Rage against the Dying of the Light
by Alexa DalbyAva
4.0 out of 5.0 stars
CAUTION: Here be spoilers
Léa Mysius‘ debut as a director is an astonishingly assured coming of age story. The film starts with a beautifully coloured scene of a crowded beach in southwest France, filled with ordinary holidaymakers. The camera pans in a circuit as a wolf-like black dog walks the length of the beach until it finds thirteen-year-old Ava (stunning newcomer Noée Abita). Its blackness is one of the symbols throughout the film of the fate that’s inexorably ahead of her when Ava is told by her hospital consultant that she has a generative eye condition and will go blind in two weeks. Her insensitive single mother’s reaction is to say they’ll make this the best holiday ever.
Ava keeps her feelings to herself but she charts the narrowing of her eyesight in her diary and drawings. She’s fascinated by a solitary boy she sees on the beach. He owns the mysterious black dog and Ava steals it. When he takes it back, she tracks him down to the disused fortification where he’s hiding out. He’s Juan (Juan Cano), a smoulderingly handsome Spanish Gypsy, hiding from the nearby Gypsy encampment. Despite Ava’s young age, the two start a relationship, living in the freedom of the beach until the black-uniformed police track him down. Soon the two teenagers start a surreally violent Bonnie and Clyde crime spree in the sleepy little seaside town and Ava allows herself to be drawn into Juan’s dangerous world.

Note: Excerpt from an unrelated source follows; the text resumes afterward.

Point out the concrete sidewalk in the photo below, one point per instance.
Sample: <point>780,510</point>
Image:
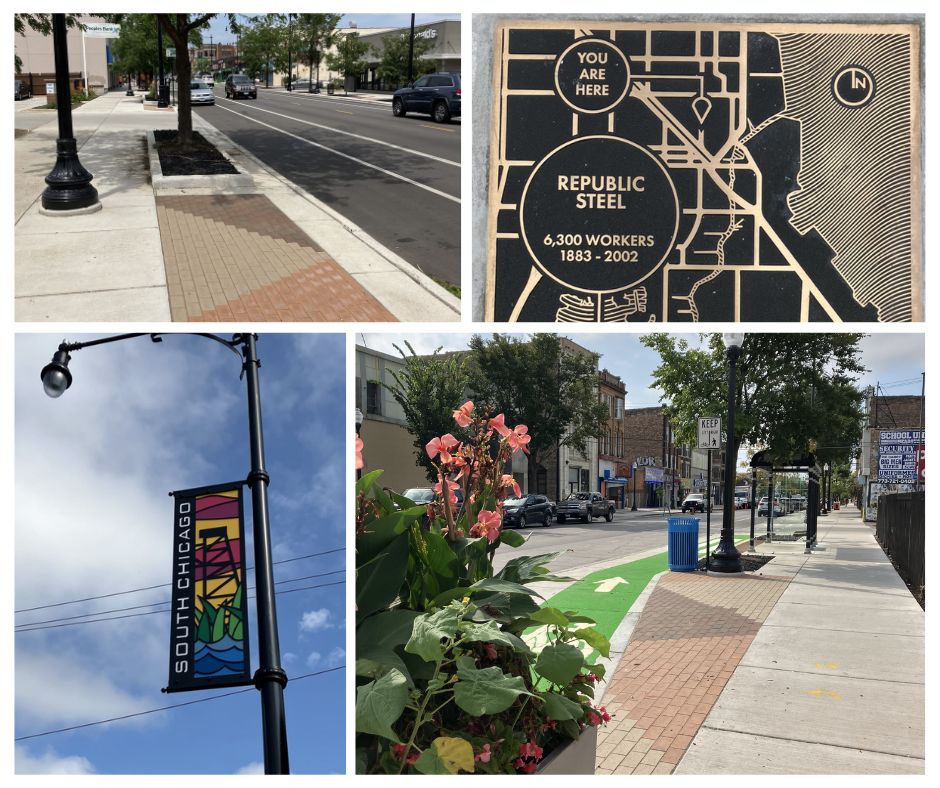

As Ava’s eyesight fails, the sun-drenched beaches turn into threatening enclosures and the film becomes progressively darker, metaphorically and literally.
Ava is an original coming-of-age story that takes off in unexpected directions and finds a resolution in a way that is both breaktakingly out of time and yet also too fragile to last – a memorable film.
Ava premiered in La Semaine de la Critique in the 70th Cannes Film Festival and screens in the first feature competition at the 61st BFI London Film Festival on 5, 7 and 9 October 2017.